The fact remains that while an educated strong working urban woman is moving towards using contraception for her own sake, in an average Indian household (let’s not even discuss rural here) a woman still struggles to discuss contraceptive measures to be used by males. She will pop an i-pill or hormonal contraceptive pill rather than ask her husband to use condoms. Condoms have male ego attached to them.
So, when I asked that woman from a very economically progressive yet patriarchal town of a very rich state in India about her view on condoms and birth control, the blank look on her face made me wonder where we are all going wrong, in our struggle to make the country control the over-production of babies.
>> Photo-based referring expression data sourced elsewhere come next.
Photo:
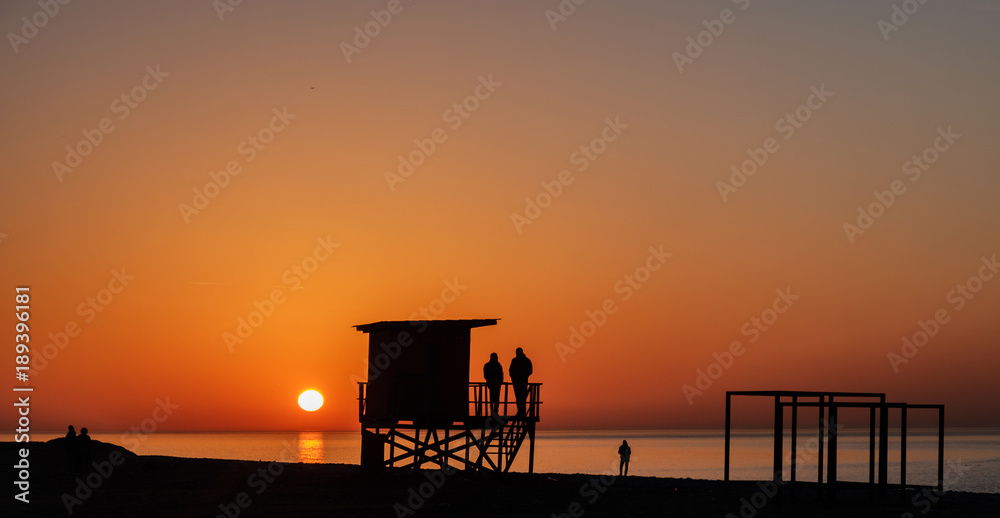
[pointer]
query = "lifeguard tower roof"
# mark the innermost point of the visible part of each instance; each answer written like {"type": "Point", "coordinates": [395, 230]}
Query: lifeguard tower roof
{"type": "Point", "coordinates": [418, 400]}
{"type": "Point", "coordinates": [384, 325]}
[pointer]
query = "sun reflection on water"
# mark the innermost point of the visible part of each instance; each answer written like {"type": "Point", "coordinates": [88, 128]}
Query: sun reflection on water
{"type": "Point", "coordinates": [311, 447]}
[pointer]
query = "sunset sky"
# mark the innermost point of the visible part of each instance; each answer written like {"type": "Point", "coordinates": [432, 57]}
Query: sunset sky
{"type": "Point", "coordinates": [381, 176]}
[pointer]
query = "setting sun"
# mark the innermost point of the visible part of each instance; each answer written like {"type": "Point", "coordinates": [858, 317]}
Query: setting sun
{"type": "Point", "coordinates": [310, 400]}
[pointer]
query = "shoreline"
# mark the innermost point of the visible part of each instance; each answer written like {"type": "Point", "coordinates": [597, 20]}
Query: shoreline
{"type": "Point", "coordinates": [125, 484]}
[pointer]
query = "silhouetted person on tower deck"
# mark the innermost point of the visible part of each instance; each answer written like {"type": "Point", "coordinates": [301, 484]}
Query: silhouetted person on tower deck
{"type": "Point", "coordinates": [83, 452]}
{"type": "Point", "coordinates": [519, 370]}
{"type": "Point", "coordinates": [493, 374]}
{"type": "Point", "coordinates": [625, 452]}
{"type": "Point", "coordinates": [71, 449]}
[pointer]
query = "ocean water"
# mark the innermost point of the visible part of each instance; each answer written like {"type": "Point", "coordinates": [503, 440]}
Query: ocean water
{"type": "Point", "coordinates": [972, 457]}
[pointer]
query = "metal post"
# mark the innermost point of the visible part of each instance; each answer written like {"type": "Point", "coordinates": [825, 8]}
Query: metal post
{"type": "Point", "coordinates": [725, 475]}
{"type": "Point", "coordinates": [531, 448]}
{"type": "Point", "coordinates": [941, 448]}
{"type": "Point", "coordinates": [795, 425]}
{"type": "Point", "coordinates": [871, 445]}
{"type": "Point", "coordinates": [822, 437]}
{"type": "Point", "coordinates": [902, 449]}
{"type": "Point", "coordinates": [831, 468]}
{"type": "Point", "coordinates": [779, 433]}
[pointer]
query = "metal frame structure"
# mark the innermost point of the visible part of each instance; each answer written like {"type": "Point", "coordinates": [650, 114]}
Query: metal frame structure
{"type": "Point", "coordinates": [828, 406]}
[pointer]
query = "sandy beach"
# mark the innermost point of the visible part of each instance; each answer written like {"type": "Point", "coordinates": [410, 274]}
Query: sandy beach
{"type": "Point", "coordinates": [124, 484]}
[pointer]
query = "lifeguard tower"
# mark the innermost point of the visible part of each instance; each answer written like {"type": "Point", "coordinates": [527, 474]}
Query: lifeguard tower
{"type": "Point", "coordinates": [418, 405]}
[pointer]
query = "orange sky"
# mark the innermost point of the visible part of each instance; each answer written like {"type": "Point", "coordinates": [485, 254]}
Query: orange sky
{"type": "Point", "coordinates": [316, 139]}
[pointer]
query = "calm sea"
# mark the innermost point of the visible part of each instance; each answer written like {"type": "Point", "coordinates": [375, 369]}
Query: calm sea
{"type": "Point", "coordinates": [972, 456]}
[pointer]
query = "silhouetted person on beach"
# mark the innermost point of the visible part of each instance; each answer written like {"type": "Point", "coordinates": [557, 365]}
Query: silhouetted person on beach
{"type": "Point", "coordinates": [83, 451]}
{"type": "Point", "coordinates": [71, 449]}
{"type": "Point", "coordinates": [493, 374]}
{"type": "Point", "coordinates": [519, 370]}
{"type": "Point", "coordinates": [625, 452]}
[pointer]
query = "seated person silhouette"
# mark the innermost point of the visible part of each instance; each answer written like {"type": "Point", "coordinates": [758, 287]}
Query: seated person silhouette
{"type": "Point", "coordinates": [493, 374]}
{"type": "Point", "coordinates": [71, 449]}
{"type": "Point", "coordinates": [625, 452]}
{"type": "Point", "coordinates": [83, 451]}
{"type": "Point", "coordinates": [519, 370]}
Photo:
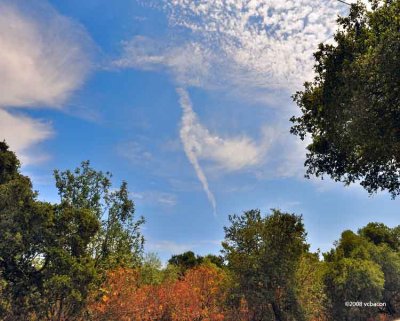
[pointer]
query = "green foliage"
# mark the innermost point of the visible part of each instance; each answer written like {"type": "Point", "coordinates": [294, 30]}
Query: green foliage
{"type": "Point", "coordinates": [118, 241]}
{"type": "Point", "coordinates": [45, 266]}
{"type": "Point", "coordinates": [364, 267]}
{"type": "Point", "coordinates": [185, 261]}
{"type": "Point", "coordinates": [310, 288]}
{"type": "Point", "coordinates": [351, 110]}
{"type": "Point", "coordinates": [264, 253]}
{"type": "Point", "coordinates": [53, 255]}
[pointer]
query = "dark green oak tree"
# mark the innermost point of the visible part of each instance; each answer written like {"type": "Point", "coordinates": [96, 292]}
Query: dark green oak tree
{"type": "Point", "coordinates": [264, 254]}
{"type": "Point", "coordinates": [351, 110]}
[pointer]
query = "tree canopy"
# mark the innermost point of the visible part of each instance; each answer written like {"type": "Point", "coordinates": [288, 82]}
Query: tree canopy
{"type": "Point", "coordinates": [351, 110]}
{"type": "Point", "coordinates": [53, 255]}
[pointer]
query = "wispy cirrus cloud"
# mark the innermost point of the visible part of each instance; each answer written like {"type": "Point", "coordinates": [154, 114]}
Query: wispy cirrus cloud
{"type": "Point", "coordinates": [43, 60]}
{"type": "Point", "coordinates": [256, 46]}
{"type": "Point", "coordinates": [23, 134]}
{"type": "Point", "coordinates": [257, 50]}
{"type": "Point", "coordinates": [229, 154]}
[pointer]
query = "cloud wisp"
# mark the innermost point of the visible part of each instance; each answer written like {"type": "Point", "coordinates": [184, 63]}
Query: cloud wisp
{"type": "Point", "coordinates": [227, 153]}
{"type": "Point", "coordinates": [249, 47]}
{"type": "Point", "coordinates": [43, 60]}
{"type": "Point", "coordinates": [190, 144]}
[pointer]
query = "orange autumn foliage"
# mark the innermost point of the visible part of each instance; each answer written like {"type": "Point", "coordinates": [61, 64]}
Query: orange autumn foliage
{"type": "Point", "coordinates": [199, 295]}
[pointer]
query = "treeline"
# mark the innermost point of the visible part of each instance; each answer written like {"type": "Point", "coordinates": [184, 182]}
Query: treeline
{"type": "Point", "coordinates": [82, 259]}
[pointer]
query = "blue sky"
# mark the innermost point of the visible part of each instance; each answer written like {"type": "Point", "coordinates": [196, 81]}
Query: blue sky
{"type": "Point", "coordinates": [188, 101]}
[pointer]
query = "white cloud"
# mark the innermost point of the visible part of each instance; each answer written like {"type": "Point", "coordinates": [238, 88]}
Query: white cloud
{"type": "Point", "coordinates": [22, 134]}
{"type": "Point", "coordinates": [43, 55]}
{"type": "Point", "coordinates": [229, 154]}
{"type": "Point", "coordinates": [43, 59]}
{"type": "Point", "coordinates": [249, 46]}
{"type": "Point", "coordinates": [155, 197]}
Questions remain: Will a woman show that she knows her contraceptives well? Will she tell her male counterparts that she is bothered about her health and so should he be? Will she go ahead and buy condoms for him to use? Will she be respected for her interest in use of condoms for birth control and also infections? Will a man value his partner’s opinion on contraception, let her choose what she wants rather than ego-stabbing his opinions on her? Will Contraception become more than a man’s decision and a choice that both take together? The point is that while men on the one hand expect to rule the woman, force her to do what he wants in bed, expecting an average Indian man to make balanced choices keeping his female counterpart in mind is going a little too far right now.
All this takes me back to my Physiology lessons where we did a project on Contraception in my B.Sc days and we explored the various methods and means, did we understand the theory and practicality to use them? The issues of negotiating, of decision making and of rights vs access are something that still remain untaught to women and men out there. Indians don’t appreciate talking about bedrooms publicly but somewhere the urgent need of the hour is to start talking about things as crucial as contraception, sex educationmenstruation and pregnancy-childbirth-menopause.
Her eyes still haunt me when I see women like her around. And till date, I don’t have any answer to give to any woman who comes and asks me what to do to stop her husband from asking her to pull out baby boys from her uterus. I can never forget those eyes. Not until I find an answer, a solution.